Mrs Parker, who was the agent with the Technicolor clothes catalogue and used to call at our house every week to collect our payments, often looked the worse for wear. She and her husband had half a dozen children, two of them said to be fathered by their neighbour, George Fitch, a brutal, thick-set man who lived in the next-door cottage with a cowed wife and a tribe of kids of his own, and whose tell-tale red hair those two Parker children inherited, rather than their official father's mousy colouring. This sort of thing wasn't unusual around Hanmer, particularly when people lived in an isolated huddle of houses like theirs. However, Mrs Parker, a handsome, big-boned, quiet woman,
was
unusual in taking on the agency for the catalogue and keeping her family, whatever their provenance, better-dressed than most.

Then, one day, she didn't appear to collect the money, and the day after that everyone knew that it was because she'd killed herself by drinking rat poison. Why, exactly, was never known. Perhaps she'd had secret plans that came to nothing, perhaps she was pregnant again by George Fitch and couldn't face the rows, or perhaps she was simply pregnant again . . . It would have been melodramatically satisfying to imagine thwarted passion, except that it was hard to think of her relation with George Fitch as an ‘affair', more likely it was a matter of occasional rape (we wouldn't have used these words back then, but we could picture the thing clearly enough).

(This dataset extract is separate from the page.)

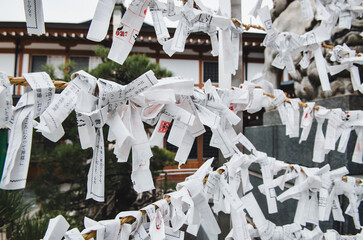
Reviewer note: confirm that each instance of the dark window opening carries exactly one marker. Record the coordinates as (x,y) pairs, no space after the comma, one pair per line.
(210,71)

Mrs Parker's end caused a brief scandal. Her despair broke the mould of passive resistance, she wouldn't be kicked any
more. It made an impression on me, but at the same time I treasured up my experience of the other life of Hanmer, the easygoing life on small, dying farms, ways of being you didn't have to make up as you went along. Not mine. Perhaps not anybody's for much longer, but certainly not mine. I was off across the border into England, to school in Whitchurch, all of six miles there and six miles back on the bus every day: a world away.

X
Nisi Dominus Frustra

Without the Lord, all is in vain
said the Whitchurch Girls' High School crest on our blazer pockets. And how right they were, although it was not the Lord but His language, Latin, that was my salvation. Latin, the great dead language that only existed in writing, would compensate for my speechlessness, vindicate my sleepless nights and in general redeem my utter lack of social graces. Latin stood for higher education, still, in the early 1950s, a kind of litmus test for academic aptitude – you couldn't get into university without an O-level in Latin, it was the sign of being able to detach yourself from here and now, abstract your understanding of words, train your memory and live solitary in your head with only books for company. So it was meant to be hard, but I found it wonderfully easy, for just these reasons. I fell in love with Latin. It was the tongue the dead spoke,
ergo
Grandpa's language, of course. I could hear his show-off exasperated tones and his preacher's style in every tame declension and conjugation.

Nisi Dominus Frustra
was mumbo-jumbo for the mind's ear. The motto my new school truly believed in, however, was
mens sana in corpore sano
, a healthy mind in a healthy body, and team games, religious knowledge and ‘domestic science' figured large on the curriculum. The high school cultivated the air of being somehow still fee-paying, it was designed to
produce solid, disciplined, well-groomed girls who'd marry local traders and solicitors like their fathers. The eleven-plus had let in a leavening of out-of-towners and outsiders, but that had only made it more vital to insist on sub-public-school mores – uniforms, ‘houses', and an elaborate hierarchy of prefects and deputy prefects whose job it was to remind their juniors to stand up straight, and send them out to run up and down the playing field at break in wet weather instead of huddling in the cloakrooms. So, in falling in love with Latin, I was obeying the letter of the school's law rather than its spirit.